Le premier secrétaire fédéral aura aussi pour mission de veiller au bon déroulement de ces débats. Ils devront rester courtois et ne pas dépasser la confrontation d’idées. Pas facile dans un PS Biterrois où l’on a déjà sorti les couteaux par le passé.

"La haute autorité des primaires, que présidera Jean-Pierre Mignard comme en 2011, sera chargée de garantir la sérénité des débats. Elle pourra, le cas échéant, sanctionner un candidat en cas de dérapage. Cela dit, par rapport aux trois autres scrutins qui s’avèrent déjà très conflictuels, tout se passe bien à Béziers", assure encore le “premier fédéral”.

Sortir du débat "socialo-socialiste" 

Celui-ci voit dans le processus de Béziers un autre avantage par rapport aux trois autres. Il est le seul qui confrontera un parti ami, en l’occurrence Europe Écologie Les Verts, au PS. "Cela nous sortira du débat socialo-socialiste et du conflit de personne. Tout est réuni pour que ces primaires soient une réussite".

Le candidat désigné, qui partira en campagne avec un temps de retard sur ses adversaires, aura bien besoin de ça.

 
SANS LE PRG, ILS SERONT FINALEMENT QUATRE

 

C’est aujourd’hui, jeudi, que la décision sera officialisée. Mercredi soir, le premier intéressé, Roger Toulza, qui fait acte de candidature depuis de nombreuses semaines, n’était d’ailleurs pas au fait de la décision de son parti. Mais selon nos informations, le Parti radical de gauche a décidé de ne pas prendre part à ces primaires biterroises. Restant dans la droite ligne fixée par la fédération héraultaise : laisser le PS choisir son candidat, puis négocier une place dans la liste.

Johannin a confirmé

Sans le PRG, ils devraient donc être quatre sur la ligne de départ, puisque l’écologiste Guilhem Johannin a en revanche confirmé sa candidature la semaine dernière. Et que trois socialistes (Jean-Michel du Plaa, Pierre Callamand, Karine Chevalier) sont actuellement à la chasse aux 400 parrainages nécessaires pour valider leur candidature.

Pour les trois, malgré un début de “campagne” un peu poussif, l’opération devrait s’avérer fructueuse. "Je crois savoir que cela a été un peu compliqué la première semaine, car c’est forcément quelque chose de nouveau.

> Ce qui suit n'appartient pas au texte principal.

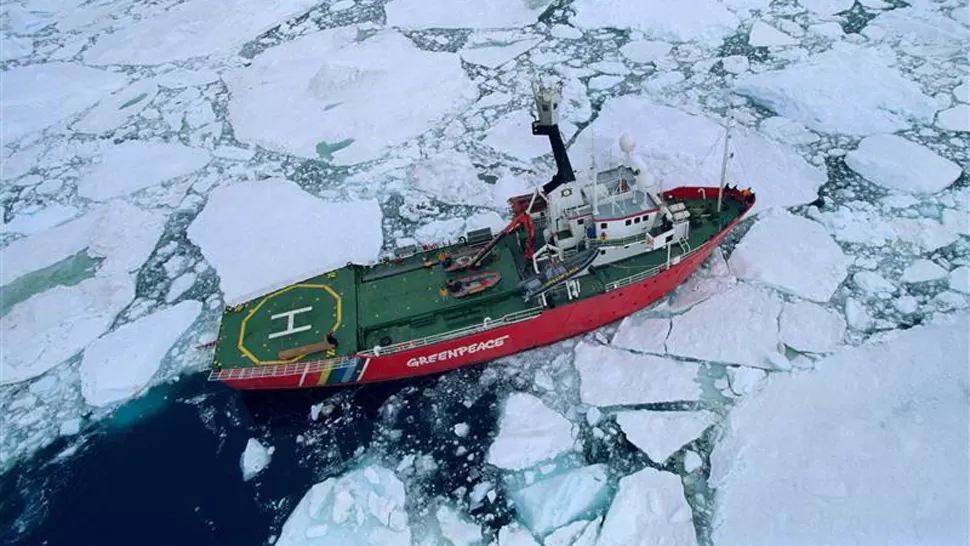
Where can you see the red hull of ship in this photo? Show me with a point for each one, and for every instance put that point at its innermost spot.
(549, 327)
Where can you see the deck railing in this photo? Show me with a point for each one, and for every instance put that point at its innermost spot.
(487, 324)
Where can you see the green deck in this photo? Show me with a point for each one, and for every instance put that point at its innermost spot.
(365, 306)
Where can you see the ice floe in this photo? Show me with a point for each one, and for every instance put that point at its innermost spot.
(896, 163)
(347, 100)
(39, 95)
(700, 21)
(463, 13)
(529, 433)
(134, 165)
(113, 111)
(551, 503)
(278, 210)
(121, 363)
(791, 254)
(255, 458)
(192, 29)
(365, 507)
(750, 338)
(791, 469)
(54, 325)
(682, 149)
(649, 508)
(660, 434)
(848, 89)
(611, 377)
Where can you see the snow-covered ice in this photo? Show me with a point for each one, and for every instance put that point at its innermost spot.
(848, 89)
(749, 338)
(121, 363)
(649, 508)
(805, 326)
(551, 503)
(896, 163)
(255, 458)
(365, 507)
(347, 100)
(700, 21)
(791, 254)
(272, 208)
(870, 448)
(611, 377)
(38, 95)
(529, 433)
(135, 165)
(660, 434)
(463, 13)
(682, 149)
(192, 29)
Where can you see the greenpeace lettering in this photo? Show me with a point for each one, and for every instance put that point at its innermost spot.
(457, 352)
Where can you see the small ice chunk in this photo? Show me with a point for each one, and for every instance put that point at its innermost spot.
(529, 433)
(660, 434)
(123, 362)
(135, 165)
(370, 503)
(254, 458)
(956, 118)
(270, 207)
(763, 35)
(553, 502)
(692, 461)
(610, 377)
(848, 89)
(774, 253)
(457, 529)
(744, 380)
(923, 271)
(649, 504)
(896, 163)
(809, 327)
(960, 279)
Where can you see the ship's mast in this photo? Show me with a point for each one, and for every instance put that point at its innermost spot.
(547, 100)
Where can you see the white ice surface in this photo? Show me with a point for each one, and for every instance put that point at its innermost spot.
(660, 434)
(255, 458)
(775, 252)
(805, 326)
(270, 207)
(463, 13)
(192, 29)
(365, 507)
(705, 22)
(134, 165)
(378, 93)
(456, 528)
(954, 119)
(40, 220)
(39, 95)
(681, 149)
(610, 377)
(870, 448)
(649, 510)
(554, 502)
(896, 163)
(114, 110)
(529, 433)
(848, 89)
(750, 338)
(762, 35)
(121, 363)
(52, 326)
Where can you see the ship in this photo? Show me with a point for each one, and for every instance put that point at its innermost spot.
(578, 255)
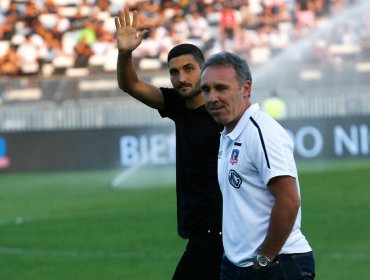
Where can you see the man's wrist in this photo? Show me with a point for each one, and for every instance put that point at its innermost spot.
(263, 261)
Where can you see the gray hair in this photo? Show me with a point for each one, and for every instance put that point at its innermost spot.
(229, 59)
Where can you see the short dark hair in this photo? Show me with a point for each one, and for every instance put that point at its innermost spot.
(241, 67)
(183, 49)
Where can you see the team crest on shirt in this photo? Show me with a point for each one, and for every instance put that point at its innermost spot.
(234, 156)
(234, 179)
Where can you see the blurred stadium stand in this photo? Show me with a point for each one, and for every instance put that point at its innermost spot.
(319, 68)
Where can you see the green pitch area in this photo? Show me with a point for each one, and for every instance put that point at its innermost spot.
(75, 226)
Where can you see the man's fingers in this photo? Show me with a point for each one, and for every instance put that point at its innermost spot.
(134, 19)
(117, 22)
(142, 33)
(127, 17)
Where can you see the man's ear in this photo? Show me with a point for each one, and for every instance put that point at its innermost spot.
(247, 88)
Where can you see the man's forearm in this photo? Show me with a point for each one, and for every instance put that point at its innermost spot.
(126, 73)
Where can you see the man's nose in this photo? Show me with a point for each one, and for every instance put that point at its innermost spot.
(212, 95)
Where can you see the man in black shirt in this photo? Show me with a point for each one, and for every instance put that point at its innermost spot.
(199, 200)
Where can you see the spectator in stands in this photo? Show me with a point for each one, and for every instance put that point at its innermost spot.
(227, 25)
(28, 57)
(9, 63)
(83, 52)
(198, 195)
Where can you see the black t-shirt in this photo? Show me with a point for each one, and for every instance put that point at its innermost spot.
(199, 200)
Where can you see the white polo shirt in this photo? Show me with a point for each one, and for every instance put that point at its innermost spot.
(257, 150)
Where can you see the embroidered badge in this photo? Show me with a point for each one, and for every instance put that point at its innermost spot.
(234, 156)
(234, 179)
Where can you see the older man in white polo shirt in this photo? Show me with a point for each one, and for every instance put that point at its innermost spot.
(258, 179)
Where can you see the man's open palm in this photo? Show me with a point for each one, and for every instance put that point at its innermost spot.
(127, 37)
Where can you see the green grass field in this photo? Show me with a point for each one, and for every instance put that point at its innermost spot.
(74, 226)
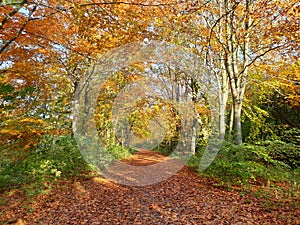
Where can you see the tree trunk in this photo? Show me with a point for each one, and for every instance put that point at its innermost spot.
(237, 122)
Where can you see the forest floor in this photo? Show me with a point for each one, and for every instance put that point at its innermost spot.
(185, 198)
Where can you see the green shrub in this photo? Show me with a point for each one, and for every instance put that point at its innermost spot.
(287, 153)
(54, 157)
(245, 164)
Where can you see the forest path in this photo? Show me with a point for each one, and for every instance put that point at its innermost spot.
(185, 198)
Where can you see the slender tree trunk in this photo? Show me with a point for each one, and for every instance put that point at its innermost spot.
(238, 122)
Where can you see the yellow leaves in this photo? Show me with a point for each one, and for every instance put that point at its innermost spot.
(14, 133)
(32, 120)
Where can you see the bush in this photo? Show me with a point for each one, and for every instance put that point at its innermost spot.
(287, 153)
(245, 164)
(54, 157)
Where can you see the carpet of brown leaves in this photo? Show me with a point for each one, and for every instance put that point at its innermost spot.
(184, 198)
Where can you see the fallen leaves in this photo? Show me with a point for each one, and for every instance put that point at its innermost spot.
(185, 198)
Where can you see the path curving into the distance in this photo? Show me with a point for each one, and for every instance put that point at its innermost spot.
(185, 198)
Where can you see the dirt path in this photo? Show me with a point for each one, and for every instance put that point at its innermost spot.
(184, 198)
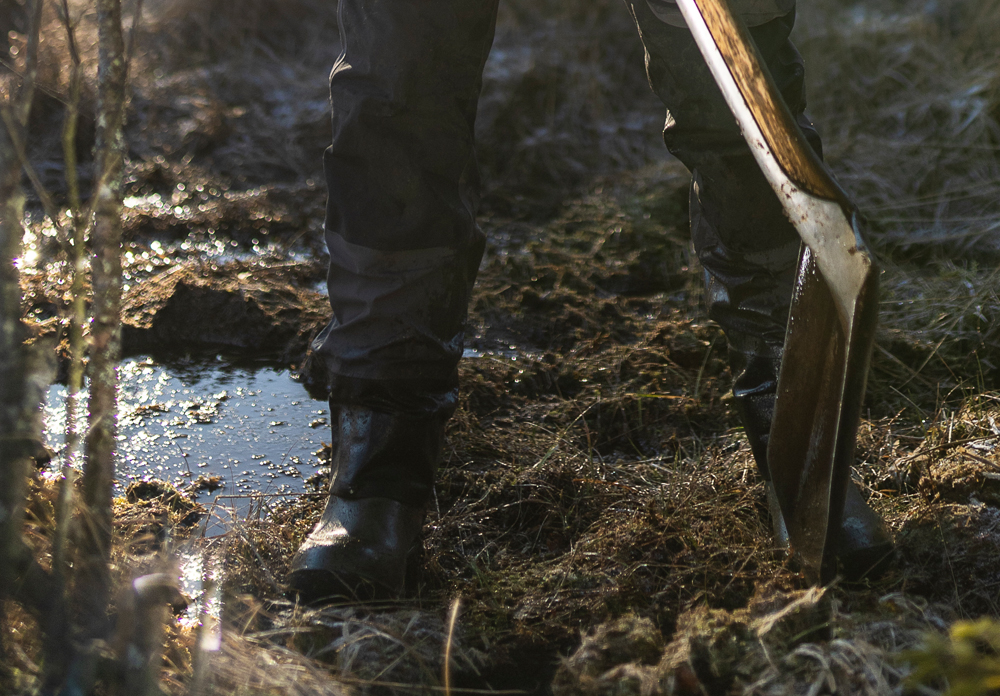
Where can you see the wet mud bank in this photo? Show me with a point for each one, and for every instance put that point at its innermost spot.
(597, 511)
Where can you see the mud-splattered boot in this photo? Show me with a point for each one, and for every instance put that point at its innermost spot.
(366, 545)
(864, 545)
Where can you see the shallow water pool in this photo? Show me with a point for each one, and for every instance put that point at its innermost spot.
(250, 424)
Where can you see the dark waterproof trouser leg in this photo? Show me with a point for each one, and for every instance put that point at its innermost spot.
(746, 245)
(403, 188)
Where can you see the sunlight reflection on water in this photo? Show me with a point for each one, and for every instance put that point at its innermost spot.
(252, 426)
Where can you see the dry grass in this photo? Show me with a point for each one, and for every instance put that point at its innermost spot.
(594, 468)
(906, 96)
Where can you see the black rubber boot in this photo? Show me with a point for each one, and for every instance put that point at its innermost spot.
(864, 545)
(366, 545)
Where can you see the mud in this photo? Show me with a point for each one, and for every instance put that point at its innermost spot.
(597, 511)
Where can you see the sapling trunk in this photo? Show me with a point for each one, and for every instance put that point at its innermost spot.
(76, 259)
(105, 344)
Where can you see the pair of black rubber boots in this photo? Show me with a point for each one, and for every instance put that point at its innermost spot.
(368, 547)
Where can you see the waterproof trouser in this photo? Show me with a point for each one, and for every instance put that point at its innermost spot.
(404, 187)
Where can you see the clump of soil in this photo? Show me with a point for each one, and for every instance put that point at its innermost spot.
(597, 498)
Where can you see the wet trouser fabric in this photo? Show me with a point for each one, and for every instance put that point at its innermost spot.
(404, 186)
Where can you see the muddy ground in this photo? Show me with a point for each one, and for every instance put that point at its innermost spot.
(597, 497)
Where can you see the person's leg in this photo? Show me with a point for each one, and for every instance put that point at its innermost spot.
(404, 250)
(746, 244)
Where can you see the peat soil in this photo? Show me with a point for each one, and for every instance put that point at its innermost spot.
(597, 497)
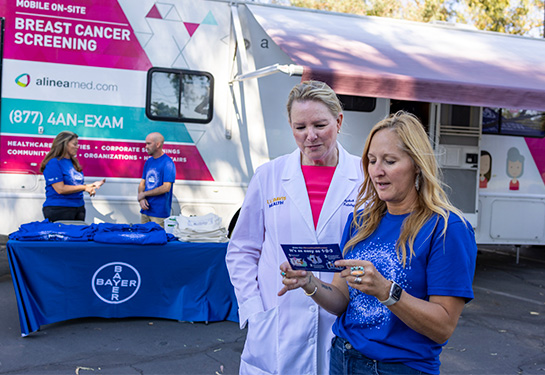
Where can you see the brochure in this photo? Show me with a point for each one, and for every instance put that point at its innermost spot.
(320, 258)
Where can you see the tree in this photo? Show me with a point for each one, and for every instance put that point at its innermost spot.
(507, 16)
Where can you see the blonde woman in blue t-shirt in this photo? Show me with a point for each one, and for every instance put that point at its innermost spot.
(64, 182)
(409, 261)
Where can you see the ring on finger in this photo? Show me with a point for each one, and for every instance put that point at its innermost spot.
(357, 271)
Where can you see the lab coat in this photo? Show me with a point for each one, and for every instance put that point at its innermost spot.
(289, 334)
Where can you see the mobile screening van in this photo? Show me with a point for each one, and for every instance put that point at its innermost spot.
(213, 78)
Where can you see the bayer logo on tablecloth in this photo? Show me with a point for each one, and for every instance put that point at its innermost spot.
(116, 282)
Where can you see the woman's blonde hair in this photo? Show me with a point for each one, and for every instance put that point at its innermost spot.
(58, 149)
(316, 91)
(432, 199)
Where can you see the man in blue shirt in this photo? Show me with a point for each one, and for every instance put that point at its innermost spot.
(155, 189)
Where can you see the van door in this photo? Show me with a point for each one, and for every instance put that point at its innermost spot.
(454, 132)
(457, 142)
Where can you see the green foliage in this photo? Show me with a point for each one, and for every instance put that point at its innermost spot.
(506, 16)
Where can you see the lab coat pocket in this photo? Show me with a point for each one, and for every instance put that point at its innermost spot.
(260, 349)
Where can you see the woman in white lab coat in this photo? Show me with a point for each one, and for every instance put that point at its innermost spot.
(301, 198)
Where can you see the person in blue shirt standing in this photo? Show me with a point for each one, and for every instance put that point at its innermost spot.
(409, 261)
(155, 189)
(64, 182)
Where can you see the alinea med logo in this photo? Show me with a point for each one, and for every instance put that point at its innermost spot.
(116, 282)
(23, 80)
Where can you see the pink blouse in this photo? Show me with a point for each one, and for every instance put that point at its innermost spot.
(317, 180)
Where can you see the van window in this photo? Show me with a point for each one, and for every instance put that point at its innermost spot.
(358, 103)
(179, 95)
(526, 123)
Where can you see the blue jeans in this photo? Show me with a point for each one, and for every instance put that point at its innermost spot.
(345, 360)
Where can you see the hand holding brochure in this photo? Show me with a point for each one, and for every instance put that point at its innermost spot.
(320, 258)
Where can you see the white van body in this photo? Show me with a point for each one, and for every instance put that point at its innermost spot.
(86, 67)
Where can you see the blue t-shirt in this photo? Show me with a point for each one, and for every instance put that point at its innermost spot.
(441, 266)
(156, 173)
(57, 170)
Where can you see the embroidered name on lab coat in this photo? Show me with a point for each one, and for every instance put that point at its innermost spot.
(349, 202)
(276, 201)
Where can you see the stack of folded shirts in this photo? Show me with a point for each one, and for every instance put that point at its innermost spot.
(206, 228)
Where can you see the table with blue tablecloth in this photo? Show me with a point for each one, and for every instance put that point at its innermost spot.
(56, 281)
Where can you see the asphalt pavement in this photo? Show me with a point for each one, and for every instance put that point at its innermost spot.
(501, 332)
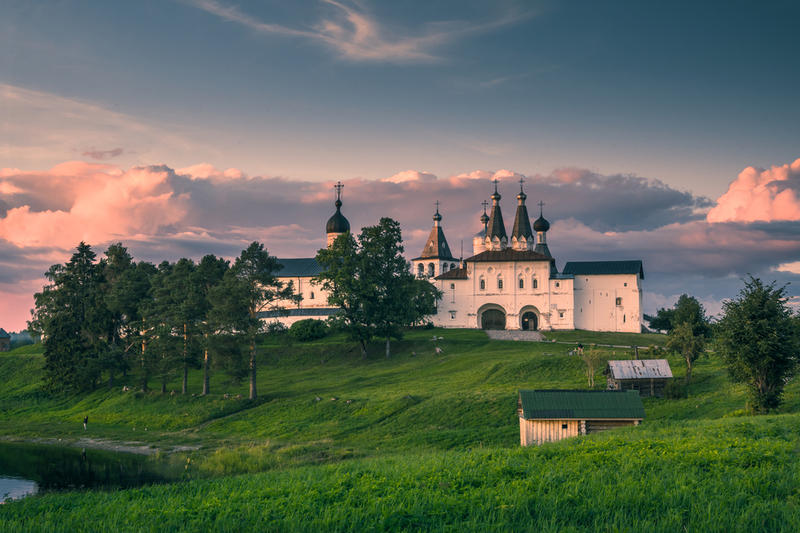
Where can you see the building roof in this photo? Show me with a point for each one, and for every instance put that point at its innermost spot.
(508, 254)
(299, 267)
(300, 311)
(639, 369)
(456, 273)
(580, 404)
(581, 268)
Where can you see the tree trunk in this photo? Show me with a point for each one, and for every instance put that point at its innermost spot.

Mais ils ont maintenant trouvé leur rythme et cela devrait passer", avance Hussein Bourgi.

Jusqu'au 26 juillet pour avoir les 400 parrainages

Les trois candidats à la candidature ont jusqu’au 26 juillet pour apporter leurs 400 parrainages. La haute autorité les validera, en vérifiant les numéros d’électeurs, mais aussi en appelant 100 parrains, pour chaque impétrant, afin de vérifier le bon ordre de l’opération. Histoire de crédibiliser un peu plus ces primaires.